Structural Cell Biology Group, School of Medicine, University of St Andrews, North Haugh, St Andrews KY16 9TF, UK.
CVIP, School of Science and Engineering, University of Dundee, Dundee DD1 4HN, UK.
Int J Mol Sci. 2020 Sep 2;21(17):6373. doi: 10.3390/ijms21176373.
Plasma lipoproteins are important carriers of cholesterol and have been linked strongly to cardiovascular disease (CVD). Our study aimed to achieve fine-grained measurements of lipoprotein subpopulations such as low-density lipoprotein (LDL), lipoprotein(a) (Lp(a), or remnant lipoproteins (RLP) using electron microscopy combined with machine learning tools from microliter samples of human plasma.

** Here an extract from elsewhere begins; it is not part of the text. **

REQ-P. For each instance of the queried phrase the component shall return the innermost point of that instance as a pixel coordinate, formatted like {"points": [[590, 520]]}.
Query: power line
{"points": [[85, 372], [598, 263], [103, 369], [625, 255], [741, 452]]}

In the reported method, lipoproteins were absorbed onto electron microscopy (EM) support films from diluted plasma and embedded in thin films of methyl cellulose (MC) containing mixed metal stains, providing intense edge contrast. The results show that LPs have a continuous frequency distribution of sizes, extending from LDL (> 15 nm) to intermediate density lipoprotein (IDL) and very low-density lipoproteins (VLDL). Furthermore, mixed metal staining produces striking "positive" contrast of specific antibodies attached to lipoproteins providing quantitative data on apolipoprotein(a)-positive Lp(a) or apolipoprotein B (ApoB)-positive particles. To enable automatic particle characterization, we also demonstrated efficient segmentation of lipoprotein particles using deep learning software characterized by a architecture with transfer learning. In future, EM and machine learning could be combined with microarray deposition and automated imaging for higher throughput quantitation of lipoproteins associated with CVD risk.
血浆脂蛋白是胆固醇的重要载体,与心血管疾病(CVD)密切相关。我们的研究旨在使用电子显微镜结合机器学习工具,从人类血浆的微升样本中实现对脂蛋白亚群(如低密度脂蛋白(LDL)、脂蛋白(a)(Lp(a))或残粒脂蛋白(RLP))的精细测量。在报告的方法中,脂蛋白从稀释的血浆中被吸收到电子显微镜(EM)支持膜上,并嵌入含有混合金属染色剂的甲基纤维素(MC)薄膜中,提供强烈的边缘对比。结果表明,LPs 具有大小的连续频率分布,从 LDL(>15nm)延伸到中间密度脂蛋白(IDL)和极低密度脂蛋白(VLDL)。此外,混合金属染色对附着在脂蛋白上的特异性抗体产生明显的“阳性”对比,提供了载脂蛋白(a)阳性 Lp(a)或载脂蛋白 B(ApoB)阳性颗粒的定量数据。为了实现自动粒子特征描述,我们还使用具有转移学习的架构的深度学习软件展示了脂蛋白粒子的有效分割。将来,EM 和机器学习可以与微阵列沉积和自动化成像相结合,用于与 CVD 风险相关的脂蛋白的高通量定量。